The identification of representative sequences proceeds from the pairwise dissimilarities between sequences. One typical solution is the medoid sequence, i.e., the observed sequence that minimizes the sum of its distances to all other sequences in the set. An other solution is the densest observed sequence, i.e., the sequence with the greatest number of other sequences in its neighborhood. When the diversity of the sequences is large, a single representative is often insufficient to efficiently characterize the set. In such cases, an as small as possible set of representative sequences covering (i.e., which includes in at least one neighborhood of a representative) a given percentage of all sequences is searched.

A solution also considered is to select the medoids of relative frequency groups. More specifically, the method consists in sorting the sequences (for example, according to the first principal coordinate of the pairwise dissimilarity matrix), splitting the sorted list into equal sized groups (called relative frequency groups), and selecting the medoids of the equal sized groups.

The methods for identifying representative sequences described above have been implemented in the R package TraMineR.

== Bioinformatics ==
Representative sequences are short regions within protein sequences that can be used to approximate the evolutionary relationships of those proteins, or the organisms from which they come. Representative sequences are contiguous subsequences (typically 300 residues) from ubiquitous, conserved proteins, such that each orthologous family of representative sequences taken alone gives a distance matrix in close agreement with the consensus matrix.

=== Use ===
Protein sequences can provide data about the biological function and evolution of proteins and protein domains.

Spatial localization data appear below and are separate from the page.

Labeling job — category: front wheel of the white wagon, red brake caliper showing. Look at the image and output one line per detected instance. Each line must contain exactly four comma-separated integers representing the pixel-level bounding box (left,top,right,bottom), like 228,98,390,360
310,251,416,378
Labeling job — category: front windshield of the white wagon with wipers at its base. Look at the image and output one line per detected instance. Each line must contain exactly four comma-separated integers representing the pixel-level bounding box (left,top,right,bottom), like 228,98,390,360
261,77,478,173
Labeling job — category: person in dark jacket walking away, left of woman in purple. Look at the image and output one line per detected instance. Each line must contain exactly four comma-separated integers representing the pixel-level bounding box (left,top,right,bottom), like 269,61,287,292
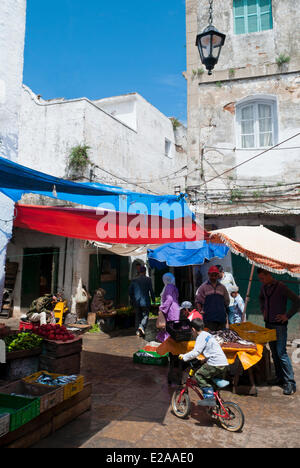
129,266,155,336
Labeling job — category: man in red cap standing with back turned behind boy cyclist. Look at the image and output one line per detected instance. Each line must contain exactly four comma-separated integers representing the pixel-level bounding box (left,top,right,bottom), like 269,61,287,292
195,266,230,331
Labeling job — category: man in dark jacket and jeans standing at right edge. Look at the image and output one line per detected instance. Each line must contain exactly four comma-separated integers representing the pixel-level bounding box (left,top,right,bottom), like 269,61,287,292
257,268,300,395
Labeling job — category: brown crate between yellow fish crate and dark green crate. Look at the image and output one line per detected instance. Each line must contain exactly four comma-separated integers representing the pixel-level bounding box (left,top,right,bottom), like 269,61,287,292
0,380,64,413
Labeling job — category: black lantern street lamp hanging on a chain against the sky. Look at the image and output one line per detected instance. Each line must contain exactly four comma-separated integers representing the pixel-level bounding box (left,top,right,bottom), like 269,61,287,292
196,0,226,75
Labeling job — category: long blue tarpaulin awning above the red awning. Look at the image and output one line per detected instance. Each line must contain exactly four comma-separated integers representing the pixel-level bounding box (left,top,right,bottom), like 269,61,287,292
0,157,194,219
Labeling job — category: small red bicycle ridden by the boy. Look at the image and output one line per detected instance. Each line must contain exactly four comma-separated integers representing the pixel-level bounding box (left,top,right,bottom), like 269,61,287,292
172,359,245,432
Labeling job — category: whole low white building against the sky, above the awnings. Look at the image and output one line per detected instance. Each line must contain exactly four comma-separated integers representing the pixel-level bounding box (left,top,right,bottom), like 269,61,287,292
19,86,186,193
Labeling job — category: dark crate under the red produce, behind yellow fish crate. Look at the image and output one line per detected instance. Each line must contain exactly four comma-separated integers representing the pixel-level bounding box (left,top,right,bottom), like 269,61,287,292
40,353,81,375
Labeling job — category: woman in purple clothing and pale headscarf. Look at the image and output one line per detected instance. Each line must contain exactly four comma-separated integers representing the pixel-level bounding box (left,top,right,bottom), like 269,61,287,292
156,273,180,342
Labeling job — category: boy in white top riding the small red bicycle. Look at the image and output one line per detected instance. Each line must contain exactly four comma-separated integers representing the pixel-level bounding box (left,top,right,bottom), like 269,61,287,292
179,319,228,406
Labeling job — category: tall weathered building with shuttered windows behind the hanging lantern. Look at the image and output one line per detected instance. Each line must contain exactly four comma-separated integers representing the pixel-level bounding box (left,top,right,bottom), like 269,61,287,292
184,0,300,336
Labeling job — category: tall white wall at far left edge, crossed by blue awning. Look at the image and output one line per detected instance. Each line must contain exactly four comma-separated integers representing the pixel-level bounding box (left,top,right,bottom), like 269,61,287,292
0,0,26,306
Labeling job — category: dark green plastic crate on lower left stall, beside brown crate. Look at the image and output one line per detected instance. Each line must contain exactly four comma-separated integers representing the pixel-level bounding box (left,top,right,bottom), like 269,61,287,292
0,393,40,432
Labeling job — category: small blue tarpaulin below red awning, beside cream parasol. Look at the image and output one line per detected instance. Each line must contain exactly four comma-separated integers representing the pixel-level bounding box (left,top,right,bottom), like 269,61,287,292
148,240,229,270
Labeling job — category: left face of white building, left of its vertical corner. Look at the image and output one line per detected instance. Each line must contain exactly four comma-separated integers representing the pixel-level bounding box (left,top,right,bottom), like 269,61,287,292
19,87,86,177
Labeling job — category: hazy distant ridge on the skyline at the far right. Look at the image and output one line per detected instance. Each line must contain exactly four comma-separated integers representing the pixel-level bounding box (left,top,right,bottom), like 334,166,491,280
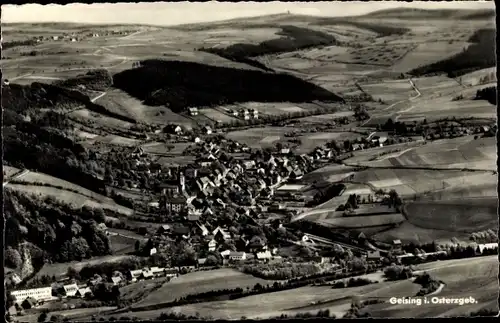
359,7,496,20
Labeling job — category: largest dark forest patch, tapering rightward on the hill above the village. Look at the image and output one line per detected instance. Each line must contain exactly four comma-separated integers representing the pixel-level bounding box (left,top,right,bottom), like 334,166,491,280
113,60,343,112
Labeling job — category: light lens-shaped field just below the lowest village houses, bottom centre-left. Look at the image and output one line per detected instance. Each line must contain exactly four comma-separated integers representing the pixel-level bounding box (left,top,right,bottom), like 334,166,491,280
133,269,273,308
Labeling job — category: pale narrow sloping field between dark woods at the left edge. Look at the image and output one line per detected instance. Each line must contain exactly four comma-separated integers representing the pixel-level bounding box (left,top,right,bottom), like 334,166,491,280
7,172,134,215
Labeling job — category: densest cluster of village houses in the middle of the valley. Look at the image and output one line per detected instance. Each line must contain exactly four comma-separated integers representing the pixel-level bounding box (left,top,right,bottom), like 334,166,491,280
161,142,313,219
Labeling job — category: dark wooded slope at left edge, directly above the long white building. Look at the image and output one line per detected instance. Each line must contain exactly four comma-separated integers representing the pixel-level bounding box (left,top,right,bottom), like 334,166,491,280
4,189,111,274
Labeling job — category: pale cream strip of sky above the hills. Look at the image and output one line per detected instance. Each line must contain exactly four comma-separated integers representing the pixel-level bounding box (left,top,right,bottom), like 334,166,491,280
2,1,495,26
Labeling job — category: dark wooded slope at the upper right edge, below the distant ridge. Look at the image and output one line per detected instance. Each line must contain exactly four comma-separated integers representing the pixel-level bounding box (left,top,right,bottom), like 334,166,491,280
409,29,496,77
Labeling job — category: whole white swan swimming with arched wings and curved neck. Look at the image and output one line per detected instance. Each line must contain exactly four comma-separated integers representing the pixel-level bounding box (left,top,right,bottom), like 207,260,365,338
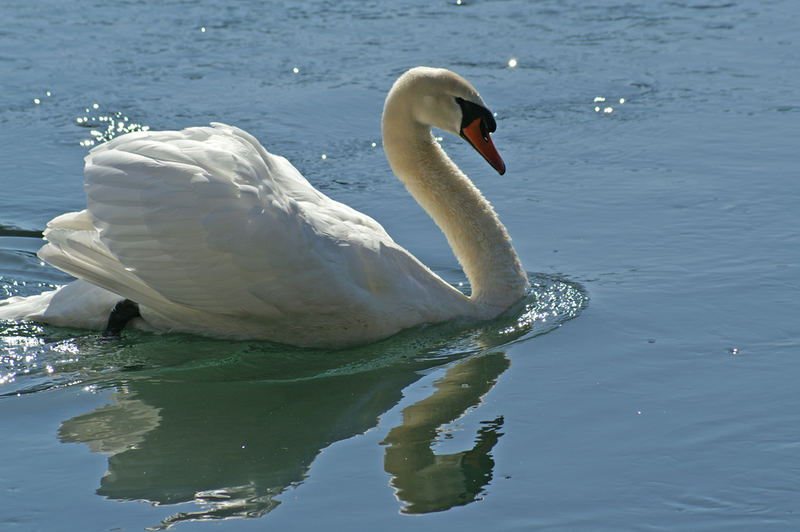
0,67,529,347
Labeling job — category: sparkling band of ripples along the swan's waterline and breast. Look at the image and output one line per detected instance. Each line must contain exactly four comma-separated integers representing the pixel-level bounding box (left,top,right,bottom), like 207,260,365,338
0,275,588,396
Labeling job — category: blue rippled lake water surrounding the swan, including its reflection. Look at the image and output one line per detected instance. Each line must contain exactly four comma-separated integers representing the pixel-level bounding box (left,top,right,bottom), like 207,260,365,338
0,0,800,532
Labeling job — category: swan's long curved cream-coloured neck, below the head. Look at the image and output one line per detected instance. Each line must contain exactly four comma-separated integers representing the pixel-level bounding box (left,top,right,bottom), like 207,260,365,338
383,116,529,317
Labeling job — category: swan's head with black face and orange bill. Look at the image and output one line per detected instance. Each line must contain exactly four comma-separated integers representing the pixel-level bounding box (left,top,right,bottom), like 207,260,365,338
387,67,506,175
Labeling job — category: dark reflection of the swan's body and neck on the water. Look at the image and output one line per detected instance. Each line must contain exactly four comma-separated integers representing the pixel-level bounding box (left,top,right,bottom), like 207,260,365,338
59,344,509,526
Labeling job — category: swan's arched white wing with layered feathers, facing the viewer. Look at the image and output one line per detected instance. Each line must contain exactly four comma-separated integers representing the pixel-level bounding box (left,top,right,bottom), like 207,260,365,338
54,124,438,319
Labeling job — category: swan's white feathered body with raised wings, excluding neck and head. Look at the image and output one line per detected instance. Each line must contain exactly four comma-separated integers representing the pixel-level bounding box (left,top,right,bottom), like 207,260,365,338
40,124,466,345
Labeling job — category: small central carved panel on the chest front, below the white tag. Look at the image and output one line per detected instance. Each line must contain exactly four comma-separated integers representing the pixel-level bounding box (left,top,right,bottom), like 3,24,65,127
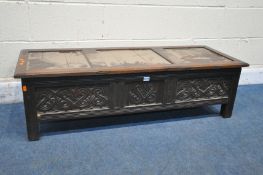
128,82,159,105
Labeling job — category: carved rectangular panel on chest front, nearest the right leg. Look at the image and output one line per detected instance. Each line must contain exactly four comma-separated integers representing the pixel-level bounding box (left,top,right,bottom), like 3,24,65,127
175,78,230,102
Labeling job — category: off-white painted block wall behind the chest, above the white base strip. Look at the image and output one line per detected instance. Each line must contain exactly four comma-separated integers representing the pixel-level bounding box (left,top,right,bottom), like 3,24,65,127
0,0,263,78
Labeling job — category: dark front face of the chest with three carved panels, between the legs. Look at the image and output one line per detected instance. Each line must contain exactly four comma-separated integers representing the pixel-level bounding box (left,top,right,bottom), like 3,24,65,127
22,70,238,120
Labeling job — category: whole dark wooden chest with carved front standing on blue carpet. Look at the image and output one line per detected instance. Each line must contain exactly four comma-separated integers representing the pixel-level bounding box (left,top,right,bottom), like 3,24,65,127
14,46,248,140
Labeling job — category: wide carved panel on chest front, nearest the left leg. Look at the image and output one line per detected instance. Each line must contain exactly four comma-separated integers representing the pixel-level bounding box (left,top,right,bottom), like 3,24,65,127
36,86,109,112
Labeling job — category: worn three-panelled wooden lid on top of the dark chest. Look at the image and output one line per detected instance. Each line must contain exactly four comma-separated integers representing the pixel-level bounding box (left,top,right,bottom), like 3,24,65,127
14,46,248,78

Grouping and interrelating protein sequences can therefore provide information about both human biological processes, and the evolutionary development of biological processes on earth; such sequence clusters allow for the effective coverage of sequence space. Sequence clusters can reduce a large database of sequences to a smaller set of sequence representatives, each of which should represent its cluster at the sequence level. Sequence representatives allow the effective coverage of the original database with fewer sequences. The database of sequence representatives is called non-redundant, as similar (or redundant) sequences have been removed at a certain similarity threshold.